Деревья на берегу принимали все более определенные очертания. Месяц побледнел и казался теперь жалким напоминанием недавнего серебряного ночного властителя ночи. Наконец, алая красавица-заря, словно пурпурной мантией, накрыла пробужденное небо…
Струги уже не скользили на вольном просторе реки. Скрытые осокой и тростником, они плыли в их чаще, невидимые в этом густом лесу.
— Скоро и Кама! — радостно произнес один из гребцов.
— Как выйдем на берег, оправится мальчонок, — мечтательно проговорил Мещеряк и замер от неожиданности…
Прямо на него сознательно смотрели широко открытые глаза больного две синие, ярко горящие звезды… Бледное, изможденное, исхудалое лицо повернулось в его сторону.
— Где я? — прошептали бледные, ссохшиеся от жара губы.
— У своих, родимый… Что, лучше тебе? — так и ринулся к мальчику обезумевший от радости Мещеря.
— А Терентьич где? Егорка? — с трудом роняли слово за словом слабые губы Алеши.
Глаза его тревожно обегали лодку. Вдруг все лицо его странно изменилось.
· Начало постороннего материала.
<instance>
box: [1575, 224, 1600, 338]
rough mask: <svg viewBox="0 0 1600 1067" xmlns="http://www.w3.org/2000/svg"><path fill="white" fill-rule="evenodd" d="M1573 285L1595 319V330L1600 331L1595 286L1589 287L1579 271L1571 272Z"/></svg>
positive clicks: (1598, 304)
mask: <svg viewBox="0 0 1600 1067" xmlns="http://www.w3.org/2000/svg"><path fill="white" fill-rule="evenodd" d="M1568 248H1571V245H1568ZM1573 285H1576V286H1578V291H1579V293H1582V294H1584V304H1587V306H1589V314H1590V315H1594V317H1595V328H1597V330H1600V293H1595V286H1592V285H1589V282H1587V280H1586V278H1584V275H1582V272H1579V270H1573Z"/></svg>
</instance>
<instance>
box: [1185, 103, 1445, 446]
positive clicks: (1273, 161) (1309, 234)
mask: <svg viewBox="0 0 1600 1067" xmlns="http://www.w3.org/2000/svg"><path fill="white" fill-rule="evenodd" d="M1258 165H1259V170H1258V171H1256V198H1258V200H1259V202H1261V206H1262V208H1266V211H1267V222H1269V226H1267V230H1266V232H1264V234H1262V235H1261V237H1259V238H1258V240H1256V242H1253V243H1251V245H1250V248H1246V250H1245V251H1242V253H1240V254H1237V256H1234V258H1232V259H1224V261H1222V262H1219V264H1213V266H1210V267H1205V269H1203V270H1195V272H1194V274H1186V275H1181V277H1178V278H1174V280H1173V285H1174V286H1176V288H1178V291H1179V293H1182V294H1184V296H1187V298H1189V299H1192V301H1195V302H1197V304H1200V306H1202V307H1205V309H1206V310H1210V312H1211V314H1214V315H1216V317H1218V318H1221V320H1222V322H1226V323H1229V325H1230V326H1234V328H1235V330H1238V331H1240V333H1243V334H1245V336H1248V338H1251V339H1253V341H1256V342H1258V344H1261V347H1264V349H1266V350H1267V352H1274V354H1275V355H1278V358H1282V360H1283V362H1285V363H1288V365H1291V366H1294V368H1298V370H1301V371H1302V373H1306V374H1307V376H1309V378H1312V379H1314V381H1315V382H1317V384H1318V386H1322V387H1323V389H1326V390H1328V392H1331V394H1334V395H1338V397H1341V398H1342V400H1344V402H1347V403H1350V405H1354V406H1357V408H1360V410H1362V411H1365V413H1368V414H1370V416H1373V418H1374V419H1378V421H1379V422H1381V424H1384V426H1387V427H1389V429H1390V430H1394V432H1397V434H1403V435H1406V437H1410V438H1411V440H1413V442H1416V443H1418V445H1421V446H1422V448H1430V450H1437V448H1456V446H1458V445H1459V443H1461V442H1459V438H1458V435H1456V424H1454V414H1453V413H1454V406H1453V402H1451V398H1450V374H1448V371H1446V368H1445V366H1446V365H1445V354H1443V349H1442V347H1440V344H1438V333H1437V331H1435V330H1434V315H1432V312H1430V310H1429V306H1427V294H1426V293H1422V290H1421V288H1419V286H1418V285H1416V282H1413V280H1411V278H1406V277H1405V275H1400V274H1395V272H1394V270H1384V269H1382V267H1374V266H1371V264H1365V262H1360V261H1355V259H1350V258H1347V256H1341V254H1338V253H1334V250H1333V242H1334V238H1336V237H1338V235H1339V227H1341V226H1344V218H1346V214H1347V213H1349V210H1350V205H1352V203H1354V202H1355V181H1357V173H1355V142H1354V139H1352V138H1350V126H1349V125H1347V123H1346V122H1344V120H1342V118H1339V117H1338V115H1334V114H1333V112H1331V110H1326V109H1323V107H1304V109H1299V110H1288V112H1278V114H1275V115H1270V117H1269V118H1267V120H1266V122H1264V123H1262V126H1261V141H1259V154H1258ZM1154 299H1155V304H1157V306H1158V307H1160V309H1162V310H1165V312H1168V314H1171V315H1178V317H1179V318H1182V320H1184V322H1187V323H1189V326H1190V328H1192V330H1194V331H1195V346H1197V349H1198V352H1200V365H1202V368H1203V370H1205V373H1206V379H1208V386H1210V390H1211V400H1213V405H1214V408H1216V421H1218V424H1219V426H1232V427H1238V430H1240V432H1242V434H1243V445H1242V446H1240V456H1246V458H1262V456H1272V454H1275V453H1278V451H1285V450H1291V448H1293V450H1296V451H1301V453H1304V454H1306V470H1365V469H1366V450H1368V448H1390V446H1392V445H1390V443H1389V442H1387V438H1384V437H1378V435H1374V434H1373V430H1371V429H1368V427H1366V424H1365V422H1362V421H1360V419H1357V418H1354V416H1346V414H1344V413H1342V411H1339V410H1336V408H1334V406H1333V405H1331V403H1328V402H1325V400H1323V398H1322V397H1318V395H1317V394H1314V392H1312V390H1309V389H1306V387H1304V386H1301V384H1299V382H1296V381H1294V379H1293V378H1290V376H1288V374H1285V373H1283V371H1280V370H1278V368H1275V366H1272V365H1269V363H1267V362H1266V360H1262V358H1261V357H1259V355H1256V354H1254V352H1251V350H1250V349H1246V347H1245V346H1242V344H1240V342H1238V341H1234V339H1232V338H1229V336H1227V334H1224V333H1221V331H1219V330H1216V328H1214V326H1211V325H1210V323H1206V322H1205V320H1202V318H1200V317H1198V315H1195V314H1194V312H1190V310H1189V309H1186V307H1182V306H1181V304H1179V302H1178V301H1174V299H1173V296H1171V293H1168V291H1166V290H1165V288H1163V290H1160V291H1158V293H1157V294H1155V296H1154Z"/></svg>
Отчаяние, гнев и ужас отразились на нем… На корме поравнявшегося с ним струга стоял человек в алом кафтане с перевязанным плечом. Знакомые широкие глаза, длинные усы и шрам на щеке так и бросились в глаза больному.
И разом страшная картина гибели дядьки выплыла перед больным князьком.
— Убийца Терентьича! — глухо вырвалось из груди Алеши и дикий вопль жалобным криком пронесся над рекой.
— Нишкни! Ишь, дьяволенок, выдаст нас всех с головой врагам! В мешок бы его, да в воду! — сверкнув своим жестким взором, произнес Никита и замахнулся бердышом.